There are no impending trade wars or tariffs being imposed on the City of Duncan or North Cowichan.
In fact, it’s just another day of a century’s-plus cooperative relationship between the city and the municipality; our governments have been cooperating for over 106 years since the formation of the City of Duncan.
We work together on many joint projects — here are some of the bigger ones: the Aquatic Centre, the Islands Savings Community Centre, the Vancouver Island Regional Library, the Joint Utilities Sewage treatment, the dike and flood pump station projects, the water system, are interconnected, our fire departments cooperate to provide services along with many day to day infrastructure projects.
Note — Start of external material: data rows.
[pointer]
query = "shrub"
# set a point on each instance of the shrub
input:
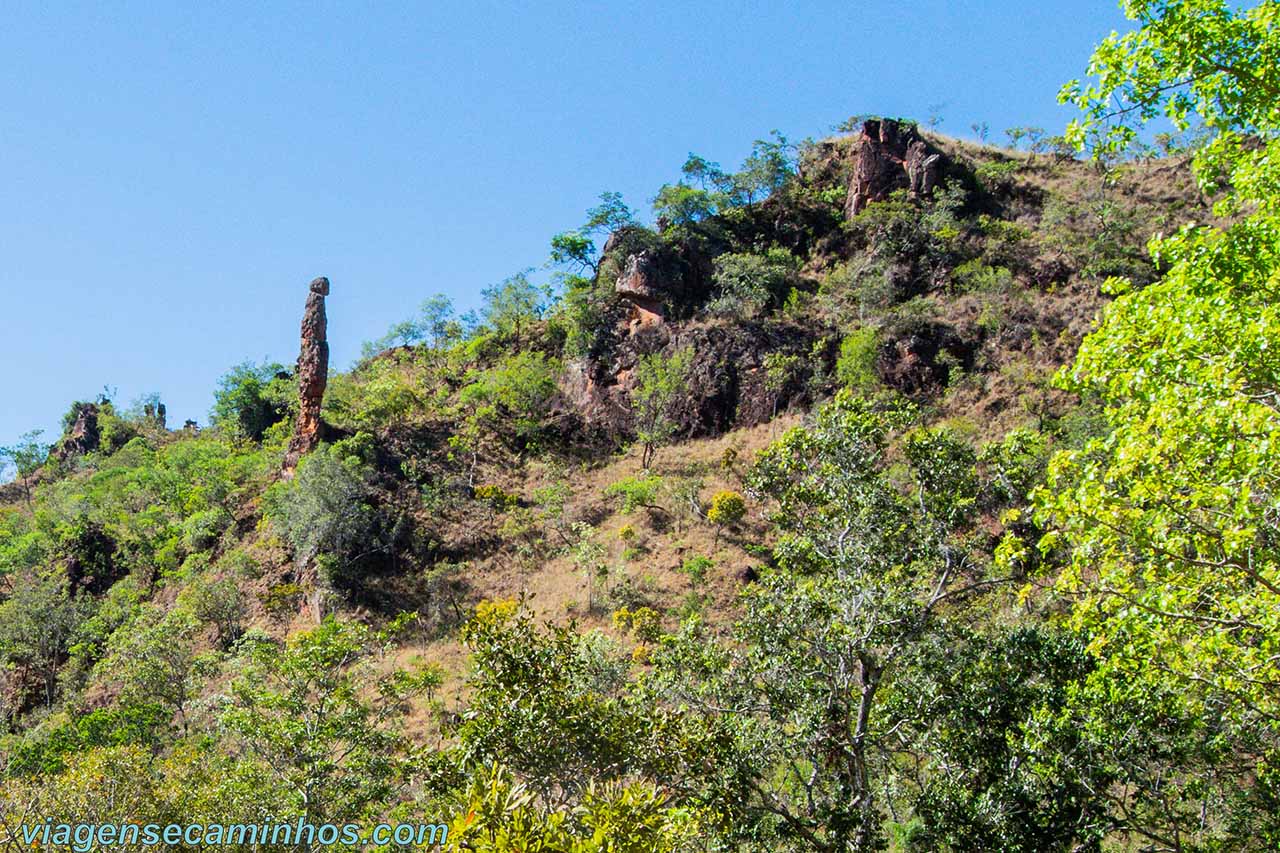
(201, 530)
(750, 284)
(251, 397)
(496, 497)
(855, 368)
(727, 509)
(696, 568)
(327, 510)
(635, 491)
So, the “yes” side of amalgamators contention of better cooperation is just not true; the city and municipality are in a cooperative relationship. We do work together. We just don’t have to move in together.
Fact: the City of Duncan will lose its $500,000 annual Small City grant if we amalgamate.
Fact: the citizens of Duncan will be responsible for 90 per cent of policing costs if we amalgamate, that is about another $1,000,000 in taxation to the Citizens of Duncan annually and if we amalgamate Duncan will be responsible for a big portion of the looming starting construction costs of $23,000,000 for a new police station, but if we don’t amalgamate the province pays for Duncan’s portion of the new building.
These are lost revenues and additional annual costs that mean additional $1.5 million a year for the citizens of Duncan.
There will be huge administrative costs, and contrary to common perceptions, there will not be huge saving due to staff reductions. The roads still need repairs, the garbage still needs to be picked up, the water and sewer infrastructure needs to be maintained.
In fact, there will be the daily operations costs and all the bylaws and official community plans will have to be rewritten and passed into law.
Meetings and public consultations cost money and the City of Duncan just completed a major rewrite of bylaws which took over a year and considerable staff time; these newly enacted bylaws would need to be redone again — a huge waste of money we just spent.
Fact: if there was an amalgamation, in my opinion, neither the Duncan city hall nor the North Cowichan municipal hall would have enough room for the combined staff, so there would be a need to build a new city hall at a cost of millions more taxpayer dollars.
Amalgamation might look good to people in North Cowichan, but it is a huge cost to the citizens of Duncan.
Our 100 year plus history and culture of the City of Totems will disappear.
Our autonomy and influence in the direction of one on the best small cities in Canada will be lost in an amalgamation.
Finally, yesterday the City of Duncan released its annual award winning report — our finance department has won many awards for financial management, we know what we’re doing and the citizens of Duncan have a great financial outlook without amalgamation.
Our city is not broken, we don’t need to amalgamate.
On June 23, vote NO to amalgamation.